深刻な水不足について

普段、私たちは当たり前のように水飲み、水を使っています。歯磨き、洗濯、お風呂、料理など、水は私たちの生活にとって欠かせない存在です。

しかし世界では、深刻な水不足の問題に直面していることを、あなたはご存じでしょうか。その原因は、人口爆発、工業の発展、紛争など様々なものがあり、深刻で複雑な問題です。

地球は「水の惑星」と言われており、表面積のおよそ3分の2が海で覆われています。地球の水の体積はおよそ14億立方キロメートルであると言われています。しかしながら、そのうち私たちが使うことのできる水は、その0.01パーセントにも満たないのです。この割合は、お風呂いっぱいの水のうちのわずか一滴に相当します。もしその一滴が無くなったり、汚染されてしまったりすれば、地球上の生物は全て絶滅してしまうでしょう。

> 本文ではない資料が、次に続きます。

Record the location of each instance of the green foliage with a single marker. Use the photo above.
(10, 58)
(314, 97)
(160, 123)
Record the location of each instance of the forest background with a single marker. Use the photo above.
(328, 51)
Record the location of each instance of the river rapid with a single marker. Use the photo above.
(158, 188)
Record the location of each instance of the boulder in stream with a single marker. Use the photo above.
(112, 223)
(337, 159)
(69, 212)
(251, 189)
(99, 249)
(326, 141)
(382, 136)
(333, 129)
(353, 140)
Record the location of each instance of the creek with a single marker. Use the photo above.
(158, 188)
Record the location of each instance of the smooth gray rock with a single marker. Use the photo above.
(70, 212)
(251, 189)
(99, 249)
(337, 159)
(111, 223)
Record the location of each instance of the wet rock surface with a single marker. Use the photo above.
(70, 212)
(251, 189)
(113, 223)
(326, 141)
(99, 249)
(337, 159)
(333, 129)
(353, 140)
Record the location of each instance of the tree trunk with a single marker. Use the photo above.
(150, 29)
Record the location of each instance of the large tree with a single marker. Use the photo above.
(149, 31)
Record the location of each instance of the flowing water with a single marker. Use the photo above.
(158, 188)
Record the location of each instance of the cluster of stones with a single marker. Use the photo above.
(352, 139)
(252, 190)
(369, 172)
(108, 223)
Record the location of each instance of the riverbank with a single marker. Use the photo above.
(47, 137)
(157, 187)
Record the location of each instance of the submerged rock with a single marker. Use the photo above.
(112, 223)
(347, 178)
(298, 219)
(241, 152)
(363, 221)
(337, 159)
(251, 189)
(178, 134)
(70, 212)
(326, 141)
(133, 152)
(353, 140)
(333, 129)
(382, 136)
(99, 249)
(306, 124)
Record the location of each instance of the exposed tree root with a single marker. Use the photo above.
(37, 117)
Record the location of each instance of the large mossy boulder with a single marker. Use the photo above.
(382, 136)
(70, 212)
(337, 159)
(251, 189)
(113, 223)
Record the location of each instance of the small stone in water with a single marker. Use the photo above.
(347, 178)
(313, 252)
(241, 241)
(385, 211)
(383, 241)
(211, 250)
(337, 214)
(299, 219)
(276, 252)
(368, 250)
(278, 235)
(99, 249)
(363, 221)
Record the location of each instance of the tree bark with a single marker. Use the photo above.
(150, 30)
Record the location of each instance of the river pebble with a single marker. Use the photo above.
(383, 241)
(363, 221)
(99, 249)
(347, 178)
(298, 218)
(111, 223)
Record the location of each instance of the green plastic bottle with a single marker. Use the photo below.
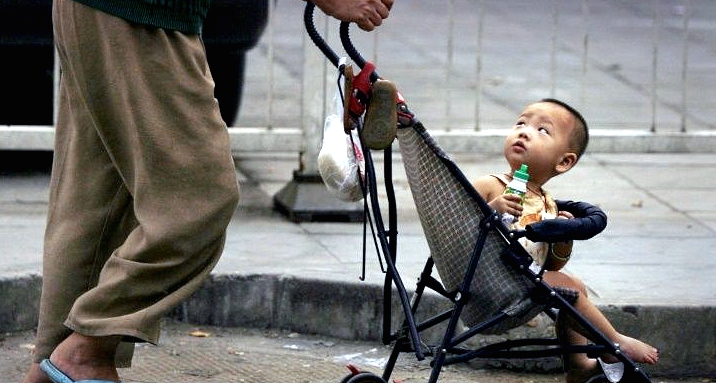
(518, 186)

では、世界ではどれくらいの人が水不足に陥っているのでしょうか。国連の報告書によると、現在世界の約7億人が、水不足の中生活しており、汚染された水しか得られないがために、毎日約4900人の子供が亡くなっています。中でもアフリカのサハラ以南の地域では、水不足が原因で5人に1人が15歳までに亡くなっています。

水不足は紛争も起こします。例えばアフリカを流れるナイル川は、エジプトにとって貴重な水源であり、エジプトの人口の96パーセントがその水に依存しています。しかし、ナイル川上流に位置するタンザニア、エチオピアでは、ナイル川から水を引く「パイプライン計画」があります。大量に上流で水を引き、それが原因で下流のエジプトの水量が減れば、国際紛争が起こる可能性もあります。複数の国をまたぐ国際河川の流域ならではの問題です。

国際的な水不足の解決策について

このように深刻な水不足の問題ですが、これらの問題を解決する国際的な動きについて見ていきましょう。

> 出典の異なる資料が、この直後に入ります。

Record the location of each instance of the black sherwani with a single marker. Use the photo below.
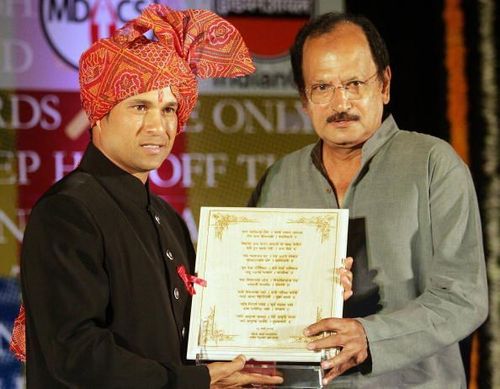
(105, 305)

2002年、日本とインドネシアが提唱し、アジア水環境パートナーシップ(WEPA)が設立されました。WEPAでは、東アジア11か国の環境ガバナンス強化を目指し、自発的な協力を促進するパートナーシップです。この活動により、アジアのメコン川流域であるカンボジアのプノンペンでは、農業生産高は増加しました。

その他の動きとして、水と衛生問題に関する国際活動を活性化させるために「国連水と衛生に関する諮問委員会(UNSGAB)」が設立されたり、アジア・太平洋地域の水問題を議論する「アジア・太平洋水サミット」を設立したりと、水問題解決のための動きは世界で活発になっています。

国際的な動きは様々ありますが、まずは私たち一人ひとりが世界の水問題について関心を持つことが、水問題解決の第一歩となります。